Approved in January 2013, mipomersen (Kynamro™) is the first and only medication in this class. It is approved for a specific genetic high cholesterol disorder known as homozygous familial hypercholesterolemia (HoFH). It is given as an injection just under the skin (a subcutaneous injection) once a week and is intended for use in combination with other cholesterol medications. Like many other cholesterol medications, mipomersen can cause serious liver problems, and careful monitoring of the liver (using routine blood tests) is recommended.
Cholesterol is not a bad thing -- it serves an important purpose in keeping the body healthy.

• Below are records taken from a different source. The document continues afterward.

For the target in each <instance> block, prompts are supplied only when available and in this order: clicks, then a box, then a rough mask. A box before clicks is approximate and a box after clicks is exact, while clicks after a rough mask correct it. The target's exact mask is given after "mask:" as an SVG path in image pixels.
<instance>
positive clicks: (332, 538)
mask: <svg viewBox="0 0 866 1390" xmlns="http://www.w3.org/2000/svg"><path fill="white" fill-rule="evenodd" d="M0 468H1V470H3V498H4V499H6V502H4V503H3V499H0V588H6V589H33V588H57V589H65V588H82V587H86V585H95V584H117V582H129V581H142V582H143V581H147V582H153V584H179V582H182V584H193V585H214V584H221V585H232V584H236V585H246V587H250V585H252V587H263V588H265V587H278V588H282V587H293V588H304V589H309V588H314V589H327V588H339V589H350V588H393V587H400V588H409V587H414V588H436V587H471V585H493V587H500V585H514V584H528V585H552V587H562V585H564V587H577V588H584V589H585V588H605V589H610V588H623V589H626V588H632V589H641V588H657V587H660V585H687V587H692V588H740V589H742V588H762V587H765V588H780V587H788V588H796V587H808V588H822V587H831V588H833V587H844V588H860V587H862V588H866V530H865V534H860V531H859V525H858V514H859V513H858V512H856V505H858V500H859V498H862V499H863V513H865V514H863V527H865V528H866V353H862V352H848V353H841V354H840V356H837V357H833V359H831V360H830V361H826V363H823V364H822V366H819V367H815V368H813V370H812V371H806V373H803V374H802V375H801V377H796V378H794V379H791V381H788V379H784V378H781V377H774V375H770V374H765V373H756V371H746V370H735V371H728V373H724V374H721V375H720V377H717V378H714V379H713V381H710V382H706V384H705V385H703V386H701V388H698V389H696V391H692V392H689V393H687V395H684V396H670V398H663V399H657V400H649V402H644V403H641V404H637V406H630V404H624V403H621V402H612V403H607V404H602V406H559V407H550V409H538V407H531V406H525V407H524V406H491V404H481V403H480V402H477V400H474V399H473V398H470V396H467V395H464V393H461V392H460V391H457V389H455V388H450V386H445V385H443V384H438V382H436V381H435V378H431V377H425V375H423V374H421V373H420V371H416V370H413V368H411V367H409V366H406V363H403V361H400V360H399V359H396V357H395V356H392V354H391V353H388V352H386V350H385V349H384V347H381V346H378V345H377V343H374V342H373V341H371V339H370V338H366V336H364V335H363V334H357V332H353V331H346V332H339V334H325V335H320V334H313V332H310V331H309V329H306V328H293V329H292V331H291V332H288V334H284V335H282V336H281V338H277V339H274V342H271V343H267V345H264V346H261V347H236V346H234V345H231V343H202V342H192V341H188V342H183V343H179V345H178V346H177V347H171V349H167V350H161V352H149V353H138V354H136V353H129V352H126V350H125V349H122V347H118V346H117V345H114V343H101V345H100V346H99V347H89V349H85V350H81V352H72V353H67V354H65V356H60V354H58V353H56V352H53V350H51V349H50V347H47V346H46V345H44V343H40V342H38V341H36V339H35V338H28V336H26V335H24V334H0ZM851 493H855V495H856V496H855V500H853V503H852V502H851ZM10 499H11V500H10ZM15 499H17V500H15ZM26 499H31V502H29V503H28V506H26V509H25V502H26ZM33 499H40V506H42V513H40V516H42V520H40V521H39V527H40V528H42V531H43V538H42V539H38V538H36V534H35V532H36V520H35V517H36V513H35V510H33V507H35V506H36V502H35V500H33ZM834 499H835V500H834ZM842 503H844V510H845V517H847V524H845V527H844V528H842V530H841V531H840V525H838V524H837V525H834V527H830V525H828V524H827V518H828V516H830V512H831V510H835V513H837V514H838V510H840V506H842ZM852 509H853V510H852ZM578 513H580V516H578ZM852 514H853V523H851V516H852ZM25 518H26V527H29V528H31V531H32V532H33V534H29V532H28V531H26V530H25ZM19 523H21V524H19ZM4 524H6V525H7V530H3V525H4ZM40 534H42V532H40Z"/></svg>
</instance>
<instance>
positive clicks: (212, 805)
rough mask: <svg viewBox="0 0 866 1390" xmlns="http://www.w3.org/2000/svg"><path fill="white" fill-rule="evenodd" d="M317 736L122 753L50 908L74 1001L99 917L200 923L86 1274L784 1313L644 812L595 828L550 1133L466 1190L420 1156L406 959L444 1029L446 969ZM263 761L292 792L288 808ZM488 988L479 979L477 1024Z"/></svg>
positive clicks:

Unfortunately, some people who have high cholesterol choose to ignore it, because there are no obvious symptoms. Having high levels of cholesterol for long periods of time can greatly increase your risk of serious medical problems, like heart disease, stroke, atherosclerosis, and other heart and blood vessel problems.
Controlling cholesterol can be a challenge, but commitment and care from you and your healthcare providers can make a difference. Making a lifelong commitment to lower your high cholesterol is a worthy goal.